Complete step by step solution:
Consider the given trigonometric function:
 \[ \Rightarrow \,\,y = {\sin ^2}x\] -------(1)
As we know the double angle formula for cosine: \[\cos \left( {2x} \right) = 1 - 2{\sin ^2}\left( x \right)\]
It can be rewritten as:
 \[ \Rightarrow \,\,\cos \left( {2x} \right) - 1 = - 2{\sin ^2}\left( x \right)\]
Divide both side by -2
 \[ \Rightarrow \,\,{\sin ^2}\left( x \right) = \dfrac{{ - \cos \left( {2x} \right)}}{2} + \dfrac{1}{2}\]
 \[ \Rightarrow \,\,{\sin ^2}\left( x \right) = - \dfrac{1}{2}\cos \left( {2x} \right) + \dfrac{1}{2}\]
The equation (1), becomes
 \[ \Rightarrow \,\,y = - \dfrac{1}{2}\cos \left( {2x} \right) + \dfrac{1}{2}\]
Let the above equation be similar to the form of equation i.e., \[a\cos \left( {bx - c} \right) + d\] to find the variables used to find the amplitude, and period.

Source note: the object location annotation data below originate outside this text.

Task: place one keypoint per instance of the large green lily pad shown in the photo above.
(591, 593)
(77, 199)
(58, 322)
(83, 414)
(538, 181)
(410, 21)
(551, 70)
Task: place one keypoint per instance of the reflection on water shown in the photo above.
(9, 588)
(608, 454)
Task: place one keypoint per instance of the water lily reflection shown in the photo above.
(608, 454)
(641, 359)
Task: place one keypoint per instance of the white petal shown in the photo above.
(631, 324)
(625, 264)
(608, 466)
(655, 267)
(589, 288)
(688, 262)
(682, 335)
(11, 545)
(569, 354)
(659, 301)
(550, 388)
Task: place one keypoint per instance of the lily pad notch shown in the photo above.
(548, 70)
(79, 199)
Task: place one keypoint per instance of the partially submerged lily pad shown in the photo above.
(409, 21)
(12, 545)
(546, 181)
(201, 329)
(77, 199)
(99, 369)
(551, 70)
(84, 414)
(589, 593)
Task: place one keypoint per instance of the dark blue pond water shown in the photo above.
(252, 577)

Now consider the given expression \[y = - \dfrac{1}{2}\cos \left( {2x} \right) + \dfrac{1}{2}\]
Where,
 \[a = - \dfrac{1}{2}\]
 \[b = 2\]
 \[c = 0\]
 \[d = \dfrac{1}{2}\]
The Amplitude is the height from the centre line to the peak (or to the trough). Or we can measure the height from highest to lowest points and divide that by 2.

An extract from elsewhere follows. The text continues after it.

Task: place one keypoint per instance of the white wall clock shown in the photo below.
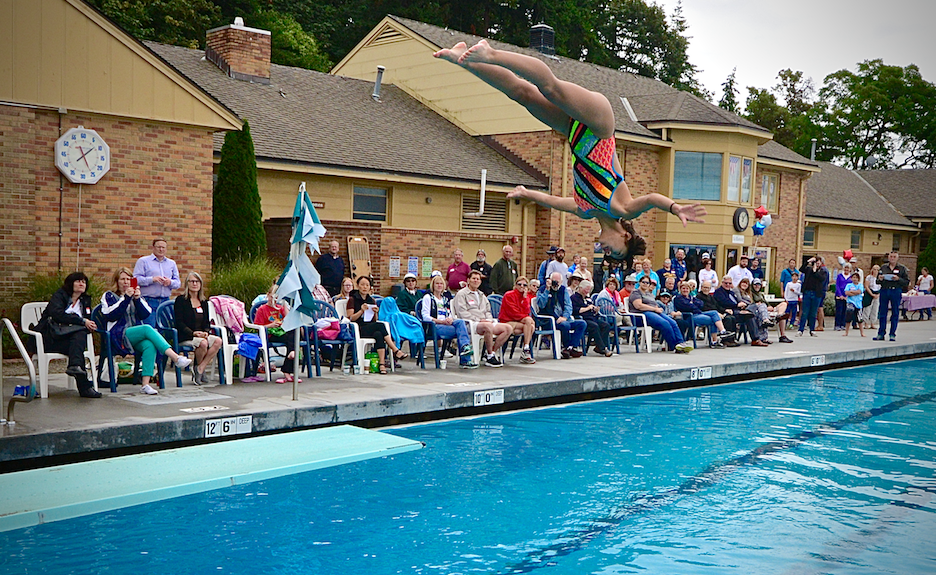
(82, 156)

To Find the amplitude = \[\left| a \right|\] .
 \[ \Rightarrow \,\,\] Amplitude \[ = \left| a \right| = \left| { - \dfrac{1}{2}} \right| = \dfrac{1}{2}\] .
Then in the graph
Phase shift \[\dfrac{c}{b} = 0\] .
Vertical shift up by \[d = \dfrac{1}{2}\] .

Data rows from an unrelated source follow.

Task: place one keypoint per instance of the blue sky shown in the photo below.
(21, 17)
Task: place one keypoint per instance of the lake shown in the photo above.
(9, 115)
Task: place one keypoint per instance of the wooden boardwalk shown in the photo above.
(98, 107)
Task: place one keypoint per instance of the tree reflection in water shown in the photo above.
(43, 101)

Period is the complete revolution of a wave completing crest and followed by trough
Otherwise
The Period goes from one peak to the next (or from any point to the next matching point):
Find the period using the formula \[\dfrac{{2\pi }}{{\left| b \right|}}\]
 \[ \Rightarrow \,\,\] Period \[ = \dfrac{{2\pi }}{{\left| 2 \right|}} = \dfrac{{2\pi }}{{\left| 2 \right|}} = \dfrac{{2\pi }}{2}\, = \pi \] .
The sketch of the given function \[y = {\sin ^2}x\] is:

Note: The period is the length of the smallest interval that contains exactly one copy of the repeating pattern. The Amplitude is the height from the centre line to the peak. We use the form of equation i.e., \[a\cos \left( {bx - c} \right) + d\] and we have formula for the period and amplitude and hence we determine the values.